Capsule Review:
Time travel's been a part of sci-fi ever since the genre started. Sometimes it's integrated well into a story, sometimes not. It really had never been present in RPGs before 1995. Enter Chrono Trigger, Square's "art-house" project, just a year after the successful Final Fantasy III. Featuring the company's best designers, it was hyped in Nintendo Power like mad, and it became one of its most lasting successes.
Chrono Trigger does so many things well it's amazing. It features its share of RPG cliches, of course (in the beginning, mostly), but it uses them so well that you can't really bitch about it, especially since there are plenty of original turns. The central idea, of course, is time travel - there are five distinct eras that you can travel between (plus one for the final boss and one for your "base" of sorts), and what you do in the past really does affect the present and future. It's kind of hard to describe, but you really will be surprised by some of the changes, and more by how well everything is fitted together - one time travel will take you somewhere, then after you do something in that era and go someplace else you'll find another portal to a third era, and eventually wind up where you started, after a couple of dungeons and maybe a new ally or two. It's one of those things that'll make you go "Oh. That was clever, how they did that."
The game is on the surface brighter and more cartoony than Final Fantasy III (the characters are crude anime drawings done by Akira Toriyama, known for his hack art in DragonBallZ), but occasionally it can reveal a much more brooding, morose side. You'll first see it in the future (2,300 A.D.), a bleak wasteland populated by a few ragged, starving humans, but the game doesn't really fully unfold until after an epic battle between humans and dinosaurs in the prehistoric era, when you'll go through a nondescript gate to 12,000 B.C. If you haven't played the game yet, do try to get to this point without spoiling it for yourself - the scenes that ensue are some of the most memorable in RPG history (as in "Whoa! Dude..."). The game's centerpiece is the things you'll do in 12,000 B.C., when the entire plot finally becomes clear. And after watching all that, some other scenes, like the end of the creature in the Keeper's Dome in the future, become unexpectedly moving once you find out the whole backstory. And when the game takes a lighter tone (rarely out of place), it actually succeeds in being humorous (as opposed to many games that try to be funny and end up being retarded).

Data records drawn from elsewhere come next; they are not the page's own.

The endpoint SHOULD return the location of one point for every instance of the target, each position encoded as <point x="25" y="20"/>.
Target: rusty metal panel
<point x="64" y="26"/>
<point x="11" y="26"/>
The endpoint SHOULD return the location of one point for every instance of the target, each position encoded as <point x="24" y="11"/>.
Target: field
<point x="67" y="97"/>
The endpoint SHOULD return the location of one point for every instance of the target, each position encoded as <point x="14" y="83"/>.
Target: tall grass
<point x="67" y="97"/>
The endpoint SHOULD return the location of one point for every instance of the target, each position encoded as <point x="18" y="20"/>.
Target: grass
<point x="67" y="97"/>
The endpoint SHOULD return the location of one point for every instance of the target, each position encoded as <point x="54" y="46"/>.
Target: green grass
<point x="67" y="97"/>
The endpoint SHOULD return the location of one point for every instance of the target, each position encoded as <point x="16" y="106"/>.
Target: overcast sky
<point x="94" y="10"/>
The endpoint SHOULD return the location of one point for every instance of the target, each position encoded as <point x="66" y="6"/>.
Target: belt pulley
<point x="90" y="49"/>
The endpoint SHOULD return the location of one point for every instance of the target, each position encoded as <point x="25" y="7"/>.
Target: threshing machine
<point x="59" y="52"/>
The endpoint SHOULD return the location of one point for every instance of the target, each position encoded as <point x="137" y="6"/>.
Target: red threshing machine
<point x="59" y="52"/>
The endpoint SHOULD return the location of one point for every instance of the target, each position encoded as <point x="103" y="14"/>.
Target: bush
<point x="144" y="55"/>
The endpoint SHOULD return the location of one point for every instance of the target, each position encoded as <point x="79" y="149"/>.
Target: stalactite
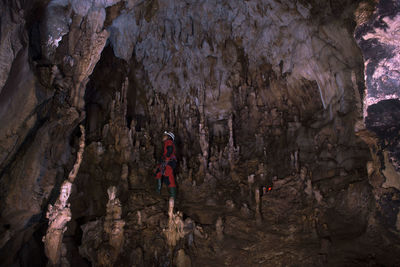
<point x="60" y="214"/>
<point x="113" y="228"/>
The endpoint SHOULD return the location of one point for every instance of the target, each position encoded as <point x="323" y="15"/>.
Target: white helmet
<point x="170" y="134"/>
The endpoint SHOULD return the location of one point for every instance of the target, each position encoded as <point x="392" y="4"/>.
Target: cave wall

The overall coolness is enhanced by the graphics, the pinnacle of the Super Nintendo's capabilities, and the soundtrack, composed by the two Square greats Uematsu (Final Fantasy) and Mitsuda. The latter found his first big break in Chrono Trigger and later moved on to compose for Chrono Cross and Xenogears. (Let me re-emphasize that: Chrono Trigger's music is good. Given the hardware limitations, what Uematsu and Mitsuda have done here is really amazing. It's one of the only three game soundtracks that I would recommend owning separately on CD.) Mood is always set very well by the lighting and the music (which sometimes gives way to eerie drips, moans, and wind effects). And the battle system, though similar to Final Fantasy's, introduces a fine twist in the form of combined attacks (e.g. if Crono has Cyclone and Lucca has Flame Toss, they can combine to do Fire Whirl), later adopted by games like Suikoden. And to top it all off, it featured the brilliant New Game+ option - once you beat the game, you can start over, but with the same pumped-up, end-game-level fighters that you had in your first save file, so if you just want to blow through it for the story, you easily can. (This idea was also used later in games like Vagrant Story.)
Chrono Trigger still fetches a high price on Ebay. Hell, the very fact that Square has decided to remake it for the Playstation (as half of Final Fantasy Chronicles) speaks for itself. It's one of the few games that don't fade into obscurity when their system becomes obsolete. Square, having courted greatness since 1989, concluded its SNES days powerfully with Chrono Trigger - it was a fine precursor to the company's future enormous success on the Playstation.